Um grupo de defesa dos direitos cristãos pediu às autoridades mexicanas abertura imediata de apuração sobre o desaparecimento de um missionário protestante de 79 anos, sequestrado por homens armados em Guerrero. Benito Guevara Arcos está desaparecido há mais de seis semanas após o ataque.
De Ocotito a San Vicente, Guevara Arcos viajava para pregar e distribuir Bíblias. Ele ficou hospedado na casa de um colega protestante, que saiu à sua procura ao não retornar no início da noite. Moradores disseram que homens armados o impediram de pregar e o empurraram para um veículo.
Dias depois, o grupo criminoso afirmou ter libertado o missionário em Amojileca, a cerca de 32 km de San Vicente, em 4 de abril, e pediu que um familiar o buscasse. Dois homens enviados por cristãos locais não localizaram Guevara Arcos. A família recebeu proteção policial ao divulgar o caso.
Contexto de violência e desaparecimentos
A CSW informou que Guevara Arcos não tinha celular e carregava dinheiro suficiente para voltar para casa por conta própria. Em 13 de abril, a família registrou o boletim de ocorrência na Comissão Nacional de Busca por Pessoas Desaparecidas em Guerrero, sem, porém, apresentar queixa formal à promotoria local, por medo de retaliação.

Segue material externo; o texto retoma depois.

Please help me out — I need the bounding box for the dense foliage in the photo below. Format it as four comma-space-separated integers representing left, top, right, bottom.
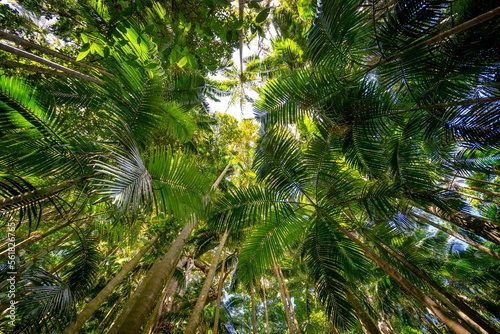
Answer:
0, 0, 500, 334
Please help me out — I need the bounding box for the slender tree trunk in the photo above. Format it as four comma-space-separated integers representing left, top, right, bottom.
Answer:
367, 233, 497, 334
278, 265, 300, 334
108, 162, 231, 334
184, 231, 229, 334
0, 232, 73, 290
0, 31, 111, 75
0, 222, 71, 260
108, 216, 197, 334
410, 212, 500, 259
273, 261, 295, 334
250, 284, 257, 334
457, 184, 500, 197
460, 175, 500, 187
316, 210, 470, 334
64, 236, 158, 334
446, 189, 500, 205
0, 58, 67, 77
344, 285, 382, 334
0, 43, 103, 85
418, 205, 500, 245
261, 284, 271, 334
213, 252, 226, 334
95, 302, 120, 333
363, 7, 500, 73
0, 176, 90, 210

Organizações internacionais destacam a escalada de desaparecimentos no México. A CIDH aponta aumento superior a 200% nos últimos 10 anos, com frequência de envolvimento de agentes estatais ou tolerância a grupos criminosos. A Global Christian Relief registra 376 casos de sequestros e agressões a cristãos entre 2023 e 2025.
Portas Abertas alerta que grupos criminosos atuam em todo o país, mirando líderes religiosos e evangelizadores. Em áreas indígenas, convertidos enfrentam multas, violência e deslocamentos, com proteção estatal insuficiente. Guerrero é citado como um dos estados mais violentos e com forte presença de cartéis.